IN WITNESS WHEREOF, the parties hereto have caused this Agreement to be executed in duplicate by their respective officers on the day and year first written above.

Attest:

/s/ Paul Elmlinger
Secretary

Atlantic Whitehall Funds Trust
(a Delaware statutory trust)

By: /s/ Mark Santero
Title: President and Principal Executive Officer

Attest:

/s/ Paul Elmlinger
Secretary



Atlantic Trust Advisors, Inc.
(a New York corporation)

By: /s/ Steve Prostano
Title: President and Chief Executive Officer

APPENDIX A
FUNDS AND EFFECTIVE DATES

Name of Fund

Effective Date of Advisory Agreement

The Atlantic Whitehall Growth & Income Fund

February 14, 2003

The Atlantic Whitehall Growth Fund

February 14, 2003

The Atlantic Whitehall Income Fund

February 14, 2003

The Atlantic Whitehall High Yield Fund

February 14, 2003

APPENDIX B
COMPENSATION TO THE ADVISOR

The Trust shall pay the Advisor, out of the assets of a Fund, as full compensation for all services rendered, a monthly advisory fee for such Fund, on the first business day of each month, as set forth below. Such fee shall be calculated by applying the following annual rates to the average daily net assets of such Fund for the preceding calendar month computed in the manner used for the determination of the net asset value of shares of such Fund.

Name of Fund

Annual Rate

The Atlantic Whitehall Growth and Income Fund 0.85%*

The Atlantic Whitehall Growth Fund 0.85%*

The Atlantic Whitehall Income Fund 0.65%*

The Atlantic Whitehall High Yield Fund 0.75%*

 

The Advisor has agreed to waive and/or reimburse its management fee for the period December 1, 2002 through November 30, 2003 to the extent necessary to maintain each Series of Atlantic Whitehall Funds Trust, net expenses as follows: Atlantic Whitehall Growth Fund, 1.39%; Atlantic Whitehall Growth and Income Fund, 1.45%, Atlantic Whitehall High Yield Fund, 0.95% and Atlantic Whitehall Income Fund, 1.28%.

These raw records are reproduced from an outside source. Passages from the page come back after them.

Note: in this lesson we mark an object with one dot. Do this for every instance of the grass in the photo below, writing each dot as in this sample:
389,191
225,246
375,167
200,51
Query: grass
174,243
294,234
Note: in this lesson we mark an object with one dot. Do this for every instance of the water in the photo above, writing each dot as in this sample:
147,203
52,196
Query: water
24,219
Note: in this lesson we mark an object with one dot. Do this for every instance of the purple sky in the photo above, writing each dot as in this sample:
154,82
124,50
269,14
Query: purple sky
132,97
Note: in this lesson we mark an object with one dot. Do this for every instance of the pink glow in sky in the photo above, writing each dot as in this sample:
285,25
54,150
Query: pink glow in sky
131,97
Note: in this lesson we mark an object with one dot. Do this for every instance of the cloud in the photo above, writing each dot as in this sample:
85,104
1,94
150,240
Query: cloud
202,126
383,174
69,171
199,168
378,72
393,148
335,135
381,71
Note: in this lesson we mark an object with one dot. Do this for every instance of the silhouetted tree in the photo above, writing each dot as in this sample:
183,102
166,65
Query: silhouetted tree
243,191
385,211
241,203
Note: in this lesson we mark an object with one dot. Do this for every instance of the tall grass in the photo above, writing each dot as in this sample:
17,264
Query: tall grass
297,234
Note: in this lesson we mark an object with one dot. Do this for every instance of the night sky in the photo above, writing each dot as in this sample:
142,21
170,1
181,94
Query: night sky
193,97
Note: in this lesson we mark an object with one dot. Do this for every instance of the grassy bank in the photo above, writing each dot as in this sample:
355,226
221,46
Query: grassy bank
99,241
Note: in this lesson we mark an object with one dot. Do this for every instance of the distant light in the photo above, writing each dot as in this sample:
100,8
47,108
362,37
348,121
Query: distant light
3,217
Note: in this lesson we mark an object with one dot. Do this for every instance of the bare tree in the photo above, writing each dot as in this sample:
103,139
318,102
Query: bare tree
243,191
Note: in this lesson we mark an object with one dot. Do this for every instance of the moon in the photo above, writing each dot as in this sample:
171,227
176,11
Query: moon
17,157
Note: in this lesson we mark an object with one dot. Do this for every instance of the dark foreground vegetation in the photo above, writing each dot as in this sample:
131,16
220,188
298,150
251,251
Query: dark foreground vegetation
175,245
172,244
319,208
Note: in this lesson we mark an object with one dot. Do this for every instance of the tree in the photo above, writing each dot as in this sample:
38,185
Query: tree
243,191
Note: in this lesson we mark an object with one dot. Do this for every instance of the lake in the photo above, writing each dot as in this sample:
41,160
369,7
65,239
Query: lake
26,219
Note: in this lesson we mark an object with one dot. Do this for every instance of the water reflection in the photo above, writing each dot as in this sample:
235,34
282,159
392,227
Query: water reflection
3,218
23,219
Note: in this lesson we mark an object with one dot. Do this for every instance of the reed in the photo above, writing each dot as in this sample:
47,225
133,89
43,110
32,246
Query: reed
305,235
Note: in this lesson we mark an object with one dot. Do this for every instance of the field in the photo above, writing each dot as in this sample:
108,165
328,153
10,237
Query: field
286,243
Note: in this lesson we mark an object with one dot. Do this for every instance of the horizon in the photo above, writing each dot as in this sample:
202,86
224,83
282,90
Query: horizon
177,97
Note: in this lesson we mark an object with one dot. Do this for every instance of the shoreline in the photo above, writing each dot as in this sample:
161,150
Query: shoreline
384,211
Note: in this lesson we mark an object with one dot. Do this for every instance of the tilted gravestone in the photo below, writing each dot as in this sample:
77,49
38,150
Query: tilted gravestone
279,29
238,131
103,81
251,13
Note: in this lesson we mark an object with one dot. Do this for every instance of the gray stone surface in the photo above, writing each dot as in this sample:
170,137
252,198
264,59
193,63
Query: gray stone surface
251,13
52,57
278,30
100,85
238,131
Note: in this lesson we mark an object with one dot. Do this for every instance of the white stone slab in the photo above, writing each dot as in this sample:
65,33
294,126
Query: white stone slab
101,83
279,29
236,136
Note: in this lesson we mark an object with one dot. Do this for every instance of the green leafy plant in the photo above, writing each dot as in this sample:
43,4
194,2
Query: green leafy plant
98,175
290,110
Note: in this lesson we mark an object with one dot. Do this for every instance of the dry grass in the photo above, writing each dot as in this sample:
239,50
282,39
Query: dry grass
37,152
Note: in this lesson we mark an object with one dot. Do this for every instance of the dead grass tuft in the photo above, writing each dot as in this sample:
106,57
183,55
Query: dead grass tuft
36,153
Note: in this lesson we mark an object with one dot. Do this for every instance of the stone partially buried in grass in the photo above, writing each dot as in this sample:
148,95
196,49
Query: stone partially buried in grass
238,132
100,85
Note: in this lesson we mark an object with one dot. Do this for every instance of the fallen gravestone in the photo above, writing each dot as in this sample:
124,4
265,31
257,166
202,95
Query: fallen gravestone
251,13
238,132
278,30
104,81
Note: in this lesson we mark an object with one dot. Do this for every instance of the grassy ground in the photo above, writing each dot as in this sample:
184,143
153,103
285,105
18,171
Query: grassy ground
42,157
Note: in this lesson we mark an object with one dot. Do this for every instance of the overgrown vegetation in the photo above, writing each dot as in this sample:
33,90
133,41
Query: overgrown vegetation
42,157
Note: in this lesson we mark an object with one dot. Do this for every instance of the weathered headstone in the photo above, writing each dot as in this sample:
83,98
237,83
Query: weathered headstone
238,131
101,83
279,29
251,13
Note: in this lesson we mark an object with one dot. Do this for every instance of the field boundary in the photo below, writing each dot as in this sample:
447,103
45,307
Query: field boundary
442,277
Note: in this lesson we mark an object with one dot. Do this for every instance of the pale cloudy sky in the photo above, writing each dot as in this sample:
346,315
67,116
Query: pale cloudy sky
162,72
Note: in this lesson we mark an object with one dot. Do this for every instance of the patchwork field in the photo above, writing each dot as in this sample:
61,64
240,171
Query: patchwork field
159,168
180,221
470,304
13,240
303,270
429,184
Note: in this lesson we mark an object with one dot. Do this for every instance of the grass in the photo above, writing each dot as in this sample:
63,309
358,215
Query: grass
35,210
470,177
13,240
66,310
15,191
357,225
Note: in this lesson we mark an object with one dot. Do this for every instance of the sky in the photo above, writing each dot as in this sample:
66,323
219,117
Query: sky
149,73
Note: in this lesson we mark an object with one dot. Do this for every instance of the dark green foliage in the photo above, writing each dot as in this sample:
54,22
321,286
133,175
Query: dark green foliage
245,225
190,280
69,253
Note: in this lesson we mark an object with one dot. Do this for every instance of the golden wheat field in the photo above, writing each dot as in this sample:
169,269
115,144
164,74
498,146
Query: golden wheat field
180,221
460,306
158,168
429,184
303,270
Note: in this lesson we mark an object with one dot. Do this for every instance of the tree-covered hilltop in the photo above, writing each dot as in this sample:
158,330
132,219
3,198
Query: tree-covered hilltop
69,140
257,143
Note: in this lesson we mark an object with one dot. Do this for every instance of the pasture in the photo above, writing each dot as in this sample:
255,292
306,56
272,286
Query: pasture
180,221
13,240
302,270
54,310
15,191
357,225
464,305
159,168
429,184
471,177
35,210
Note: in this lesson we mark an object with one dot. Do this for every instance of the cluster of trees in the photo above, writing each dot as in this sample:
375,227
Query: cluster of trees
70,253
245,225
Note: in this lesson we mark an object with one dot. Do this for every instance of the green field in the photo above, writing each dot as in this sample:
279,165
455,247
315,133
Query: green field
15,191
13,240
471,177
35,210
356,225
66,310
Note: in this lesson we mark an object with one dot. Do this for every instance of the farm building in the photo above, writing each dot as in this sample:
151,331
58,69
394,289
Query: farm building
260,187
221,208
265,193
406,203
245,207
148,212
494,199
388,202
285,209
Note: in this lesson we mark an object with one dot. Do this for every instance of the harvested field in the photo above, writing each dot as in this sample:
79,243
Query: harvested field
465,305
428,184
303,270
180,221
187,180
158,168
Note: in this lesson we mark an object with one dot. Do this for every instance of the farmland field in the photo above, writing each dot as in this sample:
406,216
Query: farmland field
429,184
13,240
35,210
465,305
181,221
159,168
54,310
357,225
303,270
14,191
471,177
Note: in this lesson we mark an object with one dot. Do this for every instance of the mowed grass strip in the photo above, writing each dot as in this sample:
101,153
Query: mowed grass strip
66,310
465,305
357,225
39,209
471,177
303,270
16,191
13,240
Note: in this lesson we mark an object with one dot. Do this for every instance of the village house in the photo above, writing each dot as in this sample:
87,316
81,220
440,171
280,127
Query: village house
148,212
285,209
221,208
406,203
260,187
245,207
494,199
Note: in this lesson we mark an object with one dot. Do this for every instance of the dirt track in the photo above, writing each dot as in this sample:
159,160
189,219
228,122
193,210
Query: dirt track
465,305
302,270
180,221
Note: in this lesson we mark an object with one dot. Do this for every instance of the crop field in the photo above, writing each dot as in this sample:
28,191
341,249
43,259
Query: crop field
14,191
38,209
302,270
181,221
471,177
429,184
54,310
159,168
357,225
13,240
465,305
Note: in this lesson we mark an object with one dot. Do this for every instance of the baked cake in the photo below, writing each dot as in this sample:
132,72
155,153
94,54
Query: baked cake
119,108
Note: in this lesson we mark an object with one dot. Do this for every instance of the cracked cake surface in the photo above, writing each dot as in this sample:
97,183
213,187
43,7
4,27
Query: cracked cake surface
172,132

If the fees payable to the Advisor begin to accrue before the end of any month or if this Contract terminates before the end of any month, the fees for the period from that date to the end of that month or from the beginning of that month to the date of termination, as the case may be, shall be prorated according to the proportion which the period bears to the full month in which the effectiveness or termination occurs. For purposes of calculating the monthly fees, the value of the net assets of each Fund shall be computed in the manner specified in the Prospectus for the computation of net asset value. For purposes of this Contract, "business day" means each weekday except those holidays on which the Federal Reserve Bank of New York, the New York Stock Exchange (the "Exchange") or the Adviser are closed. Currently, those holidays include: New Year's Day, Martin Luther King, Jr. Day, Presidents' Day, Good Friday, Memorial Day, Independence Day, Labor Day, Columbus Day, Veterans' Day, Thanksgiving and Christmas.